There are no easy answers to the current crisis. But there are plenty of
important questions to ask our leaders, starting with:
1. How is it that
few, if any, of our leaders foresaw the consequences of the near-total
deregulation of the mortgage market and Wall Street? How could they not
have seen that the toxic combination of age-old greed, the growing
complexity of financial instruments, the lack of transparency in the
markets, and the cavalier attitude of those government officials who were
supposed to be minding the store would amount to no good?
2. How is
it that the Federal Reserve Chair has $800 billion to spend as he pleases
to save or buy corporations that are "too big to fail"? Why does he have
such discretion to spend so much of our money so freely, when other
economic needs such as health care, education, clean energy, public
transportation and on and on must go begging?
3. If a corporation is too
big to fail, why do we allow it to exist?
4. Why should Congress trust
the Bush administration -- the Bush administration that gave us Saddam's
phantom WMDs, the "connection" between Saddam and 9/11, the looting of the
Iraqi National Museum while the oil wells were guarded, the "death throes"

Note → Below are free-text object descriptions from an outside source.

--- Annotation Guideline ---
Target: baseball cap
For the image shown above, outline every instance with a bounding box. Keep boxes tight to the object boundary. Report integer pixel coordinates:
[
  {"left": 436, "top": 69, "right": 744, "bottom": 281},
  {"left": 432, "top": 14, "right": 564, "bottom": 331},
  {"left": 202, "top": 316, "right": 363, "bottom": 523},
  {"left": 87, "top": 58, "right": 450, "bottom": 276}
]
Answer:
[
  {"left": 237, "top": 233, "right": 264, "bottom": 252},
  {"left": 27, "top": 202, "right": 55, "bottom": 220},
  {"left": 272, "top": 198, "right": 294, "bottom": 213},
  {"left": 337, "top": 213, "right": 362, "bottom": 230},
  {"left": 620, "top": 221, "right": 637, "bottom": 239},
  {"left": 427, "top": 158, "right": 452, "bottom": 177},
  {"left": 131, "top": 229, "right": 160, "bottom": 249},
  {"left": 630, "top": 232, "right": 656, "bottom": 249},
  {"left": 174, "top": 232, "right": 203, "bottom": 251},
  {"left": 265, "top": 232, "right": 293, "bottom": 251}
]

of the insurgency, Abu Ghraib, extraordinary rendition, Guantanamo, the suspension of habeas corpus, the denial at first of global warming then the denial of our role in it then the denial of our responsibility and ability to solve it, the criminal neglect of New Orleans before, during and after Katrina, and the "deregulate at any cost" mentality that got us into this mess -- why should Congress trust the Bush administration with newly unfettered power to spend hundreds of billions of taxpayer dollars as the administration sees fit? How, in other words, can we not think that they will either reward their friends instead of the people, completely screw this up and make the crisis worse, or both?
Before Congress signs that $700 billion bailout check, we'd like some answers.